Defensive strategies just won’t work anymore. The “credibility gap” that is at the heart of the financial industry’s image problem came about largely because for a passive PR position. The gap can be bridged and credibility substantially restored, but only through activist communications anchored.

There is another and well understood side of this coin. It is what people think about bankers individually, not the organizations that financial managers work for, but the managers as a class grouping. What people perceive about bankers affects their perceptions of the organization itself.

“Bankers are pictured in stereotypes as being rather tough, glass-eyed, insensitive, calculating types who wear black suits, sit at great mahogany desks. Instead, I can point out quickly a great many bankers who are outgoing, understanding, warm and generous fellows.” -Norwood W. “Red” Pope “American Banker” column.

Still, perceived images remain part of the “we are the enemy” syndrome complicating financial institution communications activities. There is a perception of what a banker is a more routine reality. The challenge that must always confront a communications manager – PR manager in bank – is dealing with both the perception surrounding an organization’s image and the perception surrounding the people who manage it.

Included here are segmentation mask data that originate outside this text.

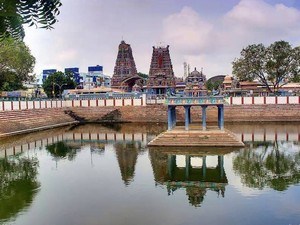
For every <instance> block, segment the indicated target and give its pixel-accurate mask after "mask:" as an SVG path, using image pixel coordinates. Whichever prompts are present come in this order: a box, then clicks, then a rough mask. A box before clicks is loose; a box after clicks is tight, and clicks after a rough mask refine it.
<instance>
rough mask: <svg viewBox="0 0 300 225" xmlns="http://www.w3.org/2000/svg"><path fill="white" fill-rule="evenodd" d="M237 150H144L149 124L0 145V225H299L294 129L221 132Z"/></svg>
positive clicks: (297, 178) (82, 126) (298, 144)
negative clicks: (0, 150) (248, 224)
mask: <svg viewBox="0 0 300 225" xmlns="http://www.w3.org/2000/svg"><path fill="white" fill-rule="evenodd" d="M226 128H228V129H230V130H232V131H234V132H235V133H236V134H237V136H238V137H240V138H241V139H244V141H245V144H246V147H245V148H242V149H230V148H226V149H213V148H205V149H203V148H199V149H187V148H183V149H174V148H160V149H159V148H156V149H149V148H148V147H147V142H148V141H150V140H151V139H152V138H154V137H155V135H157V134H159V133H160V132H161V131H162V130H164V129H165V126H159V125H141V124H127V125H126V124H125V125H117V126H109V127H108V126H101V125H85V126H79V127H75V128H60V129H55V130H50V131H43V132H38V133H34V134H29V135H22V136H17V137H11V138H9V139H1V140H0V149H1V151H0V179H1V184H0V224H20V225H27V224H28V225H29V224H30V225H31V224H41V225H42V224H43V225H55V224H57V225H60V224H64V225H68V224H70V225H71V224H72V225H73V224H74V225H76V224H78V225H79V224H80V225H81V224H91V225H96V224H101V225H102V224H103V225H106V224H112V225H118V224H131V225H132V224H145V225H147V224H151V225H155V224H157V225H159V224H164V225H168V224H170V225H171V224H172V225H174V224H281V225H282V224H286V225H289V224H291V225H298V224H300V204H299V202H300V186H299V182H300V143H299V137H300V135H299V134H300V132H299V131H300V124H259V125H251V124H243V125H239V126H237V125H227V126H226Z"/></svg>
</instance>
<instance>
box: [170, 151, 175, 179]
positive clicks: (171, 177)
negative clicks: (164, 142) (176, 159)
mask: <svg viewBox="0 0 300 225" xmlns="http://www.w3.org/2000/svg"><path fill="white" fill-rule="evenodd" d="M175 165H176V156H175V155H168V175H169V178H172V177H173V170H174V166H175Z"/></svg>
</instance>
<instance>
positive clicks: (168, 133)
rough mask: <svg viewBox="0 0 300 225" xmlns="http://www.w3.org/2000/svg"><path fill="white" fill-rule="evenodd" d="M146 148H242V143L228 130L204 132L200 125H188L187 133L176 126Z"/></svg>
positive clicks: (230, 131) (218, 130)
mask: <svg viewBox="0 0 300 225" xmlns="http://www.w3.org/2000/svg"><path fill="white" fill-rule="evenodd" d="M148 146H150V147H152V146H165V147H177V146H180V147H185V146H186V147H192V146H193V147H198V146H203V147H244V143H243V142H241V141H239V140H238V138H237V137H236V136H235V134H234V133H232V132H231V131H229V130H226V129H224V130H220V129H219V128H218V127H213V126H211V127H207V129H206V130H205V131H203V130H202V127H201V126H200V125H193V124H191V125H190V128H189V130H188V131H186V130H185V127H184V126H176V127H174V128H173V129H172V130H170V131H165V132H163V133H161V134H159V135H158V136H157V137H156V138H154V139H153V140H152V141H150V142H149V143H148Z"/></svg>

If the manager must work to debunk financial institution stereotypes as part of improving communications flows between the organization and its many publics, the concurrent task is to humanize management of the bank.

PR communicator in Bank

The financial institution communicator is the organization’s “eyes and ears” for “testing and sensing” the environment, for understanding the new value of the 21st clients’ needs and demands and transmitting them to management. More than this, the guiding principle is the communicator’s responsibility for assuring and actualizing management’s response to that.

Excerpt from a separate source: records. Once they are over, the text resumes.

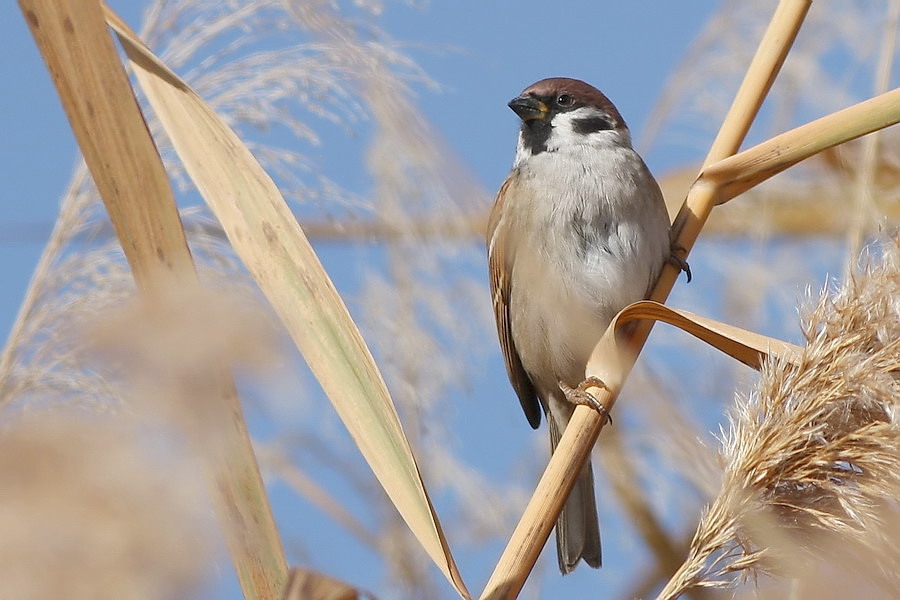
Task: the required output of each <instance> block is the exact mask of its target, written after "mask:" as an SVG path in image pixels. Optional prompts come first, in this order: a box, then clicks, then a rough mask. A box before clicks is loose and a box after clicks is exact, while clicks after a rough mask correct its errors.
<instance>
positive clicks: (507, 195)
mask: <svg viewBox="0 0 900 600" xmlns="http://www.w3.org/2000/svg"><path fill="white" fill-rule="evenodd" d="M509 106H510V108H511V109H512V110H513V111H515V112H516V114H517V115H518V116H519V118H520V119H521V129H520V133H519V142H518V146H517V150H516V159H515V162H514V164H513V168H512V171H511V172H510V174H509V177H507V179H506V181H504V183H503V185H502V186H501V188H500V191H499V192H498V194H497V198H496V200H495V202H494V207H493V210H492V212H491V216H490V220H489V222H488V230H487V245H488V262H489V269H490V285H491V294H492V300H493V307H494V316H495V319H496V324H497V334H498V337H499V339H500V347H501V349H502V351H503V358H504V361H505V364H506V371H507V374H508V375H509V380H510V382H511V383H512V386H513V389H514V390H515V392H516V395H517V396H518V398H519V402H520V404H521V405H522V409H523V410H524V412H525V416H526V418H527V419H528V423H529V424H530V425H531V426H532V427H534V428H537V427H538V426H539V425H540V420H541V413H542V412H543V413H544V414H545V415H546V417H547V421H548V425H549V431H550V444H551V449H555V448H556V446H557V444H558V443H559V440H560V438H561V436H562V432H563V431H564V430H565V428H566V425H567V424H568V422H569V418H570V417H571V415H572V412H573V411H574V404H573V402H577V399H576V398H574V397H573V396H571V395H570V394H567V393H566V392H563V389H561V384H563V386H562V387H563V388H577V387H578V386H579V384H581V383H582V381H583V379H584V370H585V366H586V363H587V360H588V358H589V356H590V353H591V350H592V349H593V347H594V346H595V345H596V342H597V341H598V340H599V338H600V336H601V335H602V333H603V331H605V329H606V327H607V325H608V324H609V322H610V320H611V319H612V317H613V316H614V315H615V314H616V312H618V311H619V310H620V309H621V308H623V307H625V306H626V305H627V304H630V303H631V302H634V301H637V300H640V299H642V298H644V297H645V295H646V293H647V291H648V290H649V288H650V286H651V284H652V283H653V281H655V279H656V276H657V275H658V273H659V270H660V269H661V267H662V264H663V262H664V261H665V260H666V258H667V256H669V254H670V249H669V235H668V229H669V221H668V215H667V213H666V210H665V204H664V202H663V199H662V194H661V192H660V191H659V186H657V185H656V181H655V180H654V179H653V176H652V175H651V174H650V172H649V171H648V170H647V167H646V165H645V164H644V162H643V160H641V158H640V156H638V155H637V153H636V152H634V150H633V149H632V148H631V136H630V133H629V131H628V128H627V126H626V125H625V122H624V120H623V119H622V116H621V115H620V114H619V112H618V110H616V108H615V106H613V104H612V103H611V102H610V101H609V99H608V98H607V97H606V96H604V95H603V94H602V93H601V92H600V91H599V90H597V89H595V88H594V87H592V86H590V85H588V84H586V83H584V82H582V81H578V80H575V79H566V78H552V79H545V80H542V81H539V82H537V83H535V84H533V85H532V86H530V87H528V88H526V90H525V91H523V92H522V94H520V95H519V96H518V97H516V98H514V99H513V100H512V101H510V103H509ZM556 545H557V554H558V558H559V568H560V571H561V572H562V573H564V574H565V573H569V572H570V571H572V570H573V569H574V568H575V567H576V566H577V564H578V562H579V561H581V560H584V561H585V562H586V563H587V564H588V565H590V566H593V567H599V566H600V563H601V552H600V530H599V523H598V519H597V507H596V501H595V498H594V479H593V473H592V468H591V464H590V460H588V461H587V462H586V463H585V464H584V466H582V468H581V471H580V472H579V475H578V477H577V479H576V481H575V484H574V486H573V488H572V491H571V492H570V494H569V497H568V499H567V500H566V503H565V505H564V507H563V510H562V513H561V514H560V517H559V519H558V521H557V524H556Z"/></svg>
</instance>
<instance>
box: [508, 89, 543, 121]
mask: <svg viewBox="0 0 900 600" xmlns="http://www.w3.org/2000/svg"><path fill="white" fill-rule="evenodd" d="M508 106H509V107H510V108H511V109H513V112H515V113H516V114H517V115H519V118H520V119H522V120H523V121H533V120H535V119H545V118H546V117H547V113H548V112H549V111H550V109H549V108H548V107H547V105H546V104H544V103H543V102H541V101H540V100H538V99H537V98H535V97H534V96H525V95H523V96H518V97H516V98H513V99H512V100H510V101H509V105H508Z"/></svg>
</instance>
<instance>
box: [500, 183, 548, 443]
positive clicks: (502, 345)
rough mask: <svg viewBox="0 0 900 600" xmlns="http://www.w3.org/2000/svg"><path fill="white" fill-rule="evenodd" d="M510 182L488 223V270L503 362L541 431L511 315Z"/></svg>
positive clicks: (540, 411)
mask: <svg viewBox="0 0 900 600" xmlns="http://www.w3.org/2000/svg"><path fill="white" fill-rule="evenodd" d="M510 181H511V180H510V179H509V178H507V180H506V181H504V182H503V185H502V186H501V187H500V191H499V192H498V193H497V199H496V200H495V201H494V208H493V209H492V210H491V217H490V219H489V220H488V230H487V246H488V268H489V270H490V282H491V297H492V298H493V305H494V319H495V320H496V322H497V334H498V336H499V337H500V348H501V349H502V350H503V360H504V361H505V363H506V373H507V375H508V376H509V381H510V383H512V386H513V389H514V390H515V391H516V395H517V396H518V397H519V403H520V404H521V405H522V410H523V411H525V417H526V418H527V419H528V423H529V425H531V427H532V428H534V429H537V428H538V426H539V425H540V424H541V404H540V401H539V400H538V397H537V393H536V392H535V389H534V384H533V383H532V382H531V378H530V377H529V376H528V373H526V372H525V368H524V367H523V366H522V360H521V359H520V358H519V353H518V351H517V350H516V343H515V341H514V340H513V337H512V328H511V324H510V315H509V296H510V281H509V277H510V271H511V269H510V262H509V261H510V259H511V258H512V257H511V256H508V246H507V240H506V234H507V226H506V223H504V220H503V214H504V211H503V203H504V201H505V198H506V194H507V192H508V191H509V187H510Z"/></svg>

In an era of change, deregulation, consumerism, the Public Relations professional must necessarily be a thorn in management’s side. The communicator has the specific job of being irritant, provoking honest in the interaction between bank and its public. He or She serves two masters: the communicator is an advocate of the institution clearly; but no less, the communicator is a customer advocate. He or She is the corporate hair-shirt person an ever nagging organizational conscience.

In this capacity, the Public Relations or communications professional cannot be an infrequent visitor to the executive suite. His assignment involves – speaking up, informing and counseling and this involves knowledge a much as knowledge of a bank industry. The why of it all, is the visible evidence that in the emerging future a financial institution’s real public image will have a bottom line to it – a measurable dollar line.